Operational Checklist

  • Scheduling — Use Run: newly-indexed for incremental runs, Run: manual for ad-hoc CLI calls, or Run: on-schedule when paired with the scheduler. Leave Run: auto if you want the worker to decide based on other model states.
  • Timeouts & Retries — Default timeout is 10minutes (ServiceTimeout). Ollama streaming responses complete faster in practice; if you need stricter SLAs, wrap photoprism vision run in a job runner and retry failed batches manually.
  • Fallbacks — Keep Nasnet configured even when Ollama labels are primary. labels.go stops at the first successful engine, so duplicates are avoided.
  • Security — When exposing Ollama beyond localhost, terminate TLS at Traefik and enable API keys.
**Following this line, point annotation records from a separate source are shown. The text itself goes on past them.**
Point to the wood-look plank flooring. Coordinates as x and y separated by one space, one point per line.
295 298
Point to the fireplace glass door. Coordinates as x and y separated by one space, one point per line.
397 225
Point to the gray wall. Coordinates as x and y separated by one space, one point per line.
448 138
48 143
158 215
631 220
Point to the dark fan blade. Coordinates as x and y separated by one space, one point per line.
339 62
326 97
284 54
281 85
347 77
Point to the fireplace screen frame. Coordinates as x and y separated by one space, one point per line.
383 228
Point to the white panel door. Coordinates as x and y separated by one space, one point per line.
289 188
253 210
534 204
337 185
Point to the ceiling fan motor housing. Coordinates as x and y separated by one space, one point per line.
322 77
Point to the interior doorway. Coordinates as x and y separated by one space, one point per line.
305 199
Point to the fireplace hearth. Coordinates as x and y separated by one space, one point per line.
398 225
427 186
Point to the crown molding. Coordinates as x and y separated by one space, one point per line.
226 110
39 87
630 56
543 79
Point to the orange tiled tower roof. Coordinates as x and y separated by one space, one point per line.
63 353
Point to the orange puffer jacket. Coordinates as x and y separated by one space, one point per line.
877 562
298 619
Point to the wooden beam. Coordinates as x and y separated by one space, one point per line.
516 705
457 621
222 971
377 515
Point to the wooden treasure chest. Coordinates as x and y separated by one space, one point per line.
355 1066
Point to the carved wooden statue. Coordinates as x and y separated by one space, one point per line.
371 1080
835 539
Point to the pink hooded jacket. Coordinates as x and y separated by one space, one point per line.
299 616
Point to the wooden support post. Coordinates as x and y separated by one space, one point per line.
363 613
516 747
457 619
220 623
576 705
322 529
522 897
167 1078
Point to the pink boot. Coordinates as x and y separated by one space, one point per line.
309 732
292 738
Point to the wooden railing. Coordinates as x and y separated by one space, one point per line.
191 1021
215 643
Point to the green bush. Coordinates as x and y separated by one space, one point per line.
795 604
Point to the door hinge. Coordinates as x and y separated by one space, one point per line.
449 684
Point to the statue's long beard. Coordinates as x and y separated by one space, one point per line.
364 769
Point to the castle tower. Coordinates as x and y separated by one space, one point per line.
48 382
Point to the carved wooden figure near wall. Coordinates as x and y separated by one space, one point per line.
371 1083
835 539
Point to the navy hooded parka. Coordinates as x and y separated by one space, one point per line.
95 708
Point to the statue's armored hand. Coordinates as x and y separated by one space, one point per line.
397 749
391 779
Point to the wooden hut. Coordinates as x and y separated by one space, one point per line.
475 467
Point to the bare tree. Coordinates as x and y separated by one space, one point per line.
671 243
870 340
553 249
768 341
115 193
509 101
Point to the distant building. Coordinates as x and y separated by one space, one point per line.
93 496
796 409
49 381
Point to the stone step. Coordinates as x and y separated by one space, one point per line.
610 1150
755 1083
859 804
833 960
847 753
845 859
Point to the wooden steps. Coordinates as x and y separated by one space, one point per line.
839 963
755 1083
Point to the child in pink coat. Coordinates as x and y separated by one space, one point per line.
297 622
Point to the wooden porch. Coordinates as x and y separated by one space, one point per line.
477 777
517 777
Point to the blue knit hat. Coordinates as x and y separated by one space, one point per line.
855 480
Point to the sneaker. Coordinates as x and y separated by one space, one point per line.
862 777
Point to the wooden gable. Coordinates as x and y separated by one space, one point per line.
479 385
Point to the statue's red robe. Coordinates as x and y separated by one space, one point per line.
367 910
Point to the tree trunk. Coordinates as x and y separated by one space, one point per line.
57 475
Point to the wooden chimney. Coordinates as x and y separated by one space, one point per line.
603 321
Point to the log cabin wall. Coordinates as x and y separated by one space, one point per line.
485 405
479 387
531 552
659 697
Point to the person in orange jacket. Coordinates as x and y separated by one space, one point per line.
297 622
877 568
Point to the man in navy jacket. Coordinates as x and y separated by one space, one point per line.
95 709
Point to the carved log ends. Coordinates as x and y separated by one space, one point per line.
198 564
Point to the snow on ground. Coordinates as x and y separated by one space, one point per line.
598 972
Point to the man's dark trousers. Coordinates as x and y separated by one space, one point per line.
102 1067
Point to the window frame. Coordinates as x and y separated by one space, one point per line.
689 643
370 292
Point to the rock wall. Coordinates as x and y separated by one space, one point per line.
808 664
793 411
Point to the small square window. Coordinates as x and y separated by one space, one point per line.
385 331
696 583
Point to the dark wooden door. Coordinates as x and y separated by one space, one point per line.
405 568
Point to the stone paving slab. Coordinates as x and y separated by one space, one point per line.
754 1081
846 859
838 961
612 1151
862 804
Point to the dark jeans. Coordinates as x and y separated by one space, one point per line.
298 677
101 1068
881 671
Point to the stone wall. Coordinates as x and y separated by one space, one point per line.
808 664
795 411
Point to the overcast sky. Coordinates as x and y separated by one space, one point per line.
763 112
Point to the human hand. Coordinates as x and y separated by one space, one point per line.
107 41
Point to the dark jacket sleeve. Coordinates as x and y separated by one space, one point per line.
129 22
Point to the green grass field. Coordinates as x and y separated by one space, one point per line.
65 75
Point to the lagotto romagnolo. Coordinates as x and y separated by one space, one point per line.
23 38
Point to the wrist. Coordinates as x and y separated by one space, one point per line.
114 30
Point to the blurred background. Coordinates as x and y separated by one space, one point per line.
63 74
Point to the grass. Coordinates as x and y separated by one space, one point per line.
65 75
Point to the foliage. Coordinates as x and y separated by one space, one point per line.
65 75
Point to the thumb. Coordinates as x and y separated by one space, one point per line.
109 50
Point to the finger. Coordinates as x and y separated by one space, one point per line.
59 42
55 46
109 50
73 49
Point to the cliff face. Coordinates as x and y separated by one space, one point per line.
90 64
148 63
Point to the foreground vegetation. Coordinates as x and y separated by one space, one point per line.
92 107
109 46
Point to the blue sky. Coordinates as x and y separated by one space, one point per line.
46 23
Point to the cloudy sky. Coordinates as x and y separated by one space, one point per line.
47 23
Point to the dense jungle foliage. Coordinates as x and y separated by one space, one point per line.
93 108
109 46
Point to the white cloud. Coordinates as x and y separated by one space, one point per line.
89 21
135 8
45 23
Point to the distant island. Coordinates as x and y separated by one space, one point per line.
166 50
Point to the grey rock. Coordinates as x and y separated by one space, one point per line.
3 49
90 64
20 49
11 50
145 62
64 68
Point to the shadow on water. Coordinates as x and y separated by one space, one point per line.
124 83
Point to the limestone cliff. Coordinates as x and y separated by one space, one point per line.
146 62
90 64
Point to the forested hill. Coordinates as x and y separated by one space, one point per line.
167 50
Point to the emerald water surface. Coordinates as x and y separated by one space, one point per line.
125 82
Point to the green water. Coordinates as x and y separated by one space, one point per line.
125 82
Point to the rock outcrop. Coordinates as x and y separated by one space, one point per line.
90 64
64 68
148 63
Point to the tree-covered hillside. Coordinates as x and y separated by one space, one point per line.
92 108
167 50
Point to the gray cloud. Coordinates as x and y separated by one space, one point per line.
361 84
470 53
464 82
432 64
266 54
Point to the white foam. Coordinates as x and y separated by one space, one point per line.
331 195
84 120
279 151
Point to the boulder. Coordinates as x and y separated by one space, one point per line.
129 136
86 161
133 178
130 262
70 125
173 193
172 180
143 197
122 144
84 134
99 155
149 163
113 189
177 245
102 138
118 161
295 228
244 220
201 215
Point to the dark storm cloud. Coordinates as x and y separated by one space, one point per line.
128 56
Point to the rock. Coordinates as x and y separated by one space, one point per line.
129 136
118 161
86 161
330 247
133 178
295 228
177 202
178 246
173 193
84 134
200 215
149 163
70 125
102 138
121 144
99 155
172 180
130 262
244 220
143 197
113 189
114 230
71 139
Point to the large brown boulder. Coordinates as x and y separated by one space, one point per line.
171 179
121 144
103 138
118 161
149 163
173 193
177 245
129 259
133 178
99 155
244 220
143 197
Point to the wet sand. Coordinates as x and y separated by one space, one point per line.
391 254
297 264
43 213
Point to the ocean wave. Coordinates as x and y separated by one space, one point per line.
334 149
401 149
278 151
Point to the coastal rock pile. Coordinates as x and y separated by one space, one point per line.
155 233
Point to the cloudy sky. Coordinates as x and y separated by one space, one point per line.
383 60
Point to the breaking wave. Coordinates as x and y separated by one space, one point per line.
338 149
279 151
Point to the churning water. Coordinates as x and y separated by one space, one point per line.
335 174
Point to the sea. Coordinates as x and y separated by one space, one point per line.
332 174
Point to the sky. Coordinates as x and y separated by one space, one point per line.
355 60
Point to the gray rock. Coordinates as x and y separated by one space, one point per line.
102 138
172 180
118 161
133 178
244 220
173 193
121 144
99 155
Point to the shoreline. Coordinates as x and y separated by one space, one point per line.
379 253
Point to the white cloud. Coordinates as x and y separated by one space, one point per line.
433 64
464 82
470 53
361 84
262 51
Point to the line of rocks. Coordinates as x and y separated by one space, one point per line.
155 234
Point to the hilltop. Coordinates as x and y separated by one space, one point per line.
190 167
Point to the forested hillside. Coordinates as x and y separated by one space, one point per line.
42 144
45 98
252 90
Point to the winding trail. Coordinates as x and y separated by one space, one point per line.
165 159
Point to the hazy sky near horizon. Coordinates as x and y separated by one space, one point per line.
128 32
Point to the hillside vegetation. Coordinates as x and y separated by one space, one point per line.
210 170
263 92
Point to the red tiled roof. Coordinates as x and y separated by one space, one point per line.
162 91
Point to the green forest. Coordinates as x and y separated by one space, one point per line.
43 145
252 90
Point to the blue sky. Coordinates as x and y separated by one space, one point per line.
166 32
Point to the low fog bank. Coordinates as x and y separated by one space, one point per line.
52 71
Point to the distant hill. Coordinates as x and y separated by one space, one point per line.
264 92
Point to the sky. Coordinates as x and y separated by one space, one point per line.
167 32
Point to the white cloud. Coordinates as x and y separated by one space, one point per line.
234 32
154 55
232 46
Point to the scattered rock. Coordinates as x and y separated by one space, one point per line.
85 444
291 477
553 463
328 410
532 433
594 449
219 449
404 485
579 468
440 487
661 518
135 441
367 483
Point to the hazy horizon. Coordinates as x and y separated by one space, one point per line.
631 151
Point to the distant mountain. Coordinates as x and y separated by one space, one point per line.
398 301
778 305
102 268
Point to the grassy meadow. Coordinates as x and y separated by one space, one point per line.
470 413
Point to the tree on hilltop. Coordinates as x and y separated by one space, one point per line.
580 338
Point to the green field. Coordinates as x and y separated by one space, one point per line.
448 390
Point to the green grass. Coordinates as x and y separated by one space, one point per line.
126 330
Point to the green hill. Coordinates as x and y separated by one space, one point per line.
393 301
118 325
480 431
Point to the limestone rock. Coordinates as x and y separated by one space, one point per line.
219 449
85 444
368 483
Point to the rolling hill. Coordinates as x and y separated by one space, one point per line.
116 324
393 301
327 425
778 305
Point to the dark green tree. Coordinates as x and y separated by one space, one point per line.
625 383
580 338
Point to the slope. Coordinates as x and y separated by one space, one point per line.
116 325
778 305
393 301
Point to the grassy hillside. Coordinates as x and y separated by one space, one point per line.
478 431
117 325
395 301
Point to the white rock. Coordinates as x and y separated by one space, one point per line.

Never return full JSON payloads in logs; rely on trace mode only for debugging and sanitize before sharing.
  • Model Storage — Bind-mount ./storage/services/ollama:/root/.ollama (see Compose) so pulled models survive container restarts. Run docker compose exec ollama ollama list during deployments to verify availability.

Observability & Testing

  • CLI Smoke Tests
    • Captions: photoprism vision run -m caption --count 5 --force.
    • Labels: photoprism vision run -m labels --count 5 --force.
    • After each run, check photoprism vision ls for source=ollama.
  • Unit Tests
    • go test ./internal/ai/vision/ollama ./internal/ai/vision -run Ollama -count=1 covers transport parsing and model defaults.
    • Add fixtures under internal/ai/vision/testdata when capturing new response shapes; keep files small and anonymized.
  • Logging
    • Set PHOTOPRISM_LOG_LEVEL=debug to watch summary lines (“processed labels/caption via ollama”).
    • Use log.Trace sparingly; it prints truncated JSON blobs for troubleshooting.
  • Metrics
    • /api/v1/metrics exposes counts per label source; scrape after a batch to compare throughput with TensorFlow/OpenAI runs.

Code Map

  • internal/ai/vision/ollama/*.go — Engine defaults, schema helpers, transport structs.
  • internal/ai/vision/engine_ollama.go — Builder/parser glue plus label/caption normalization.
  • internal/ai/vision/api_ollama.go — Base64 payload builder.
  • internal/ai/vision/api_client.go — Streaming decoder shared among engines.
  • internal/ai/vision/models.go — Default caption model definition (gemma3).
  • compose*.yaml — Ollama service profile, Traefik labels, and persistent volume wiring.
  • frontend/src/common/util.js — Maps src="ollama" to the correct badge; keep it updated when adding new source strings.

Next Steps

  • Add formal schema validation (JSON Schema or JTD) so malformed label responses fail fast before normalization.
  • Support multiple thumbnails per request once core workflows confirm the API contract (requires worker + UI changes).
  • Emit per-model latency and success metrics from the vision worker to simplify tuning when several Ollama engines run side-by-side.
  • Mirror any loader changes into PhotoPrism Plus/Pro templates to keep splash + browser checks consistent after enabling external engines.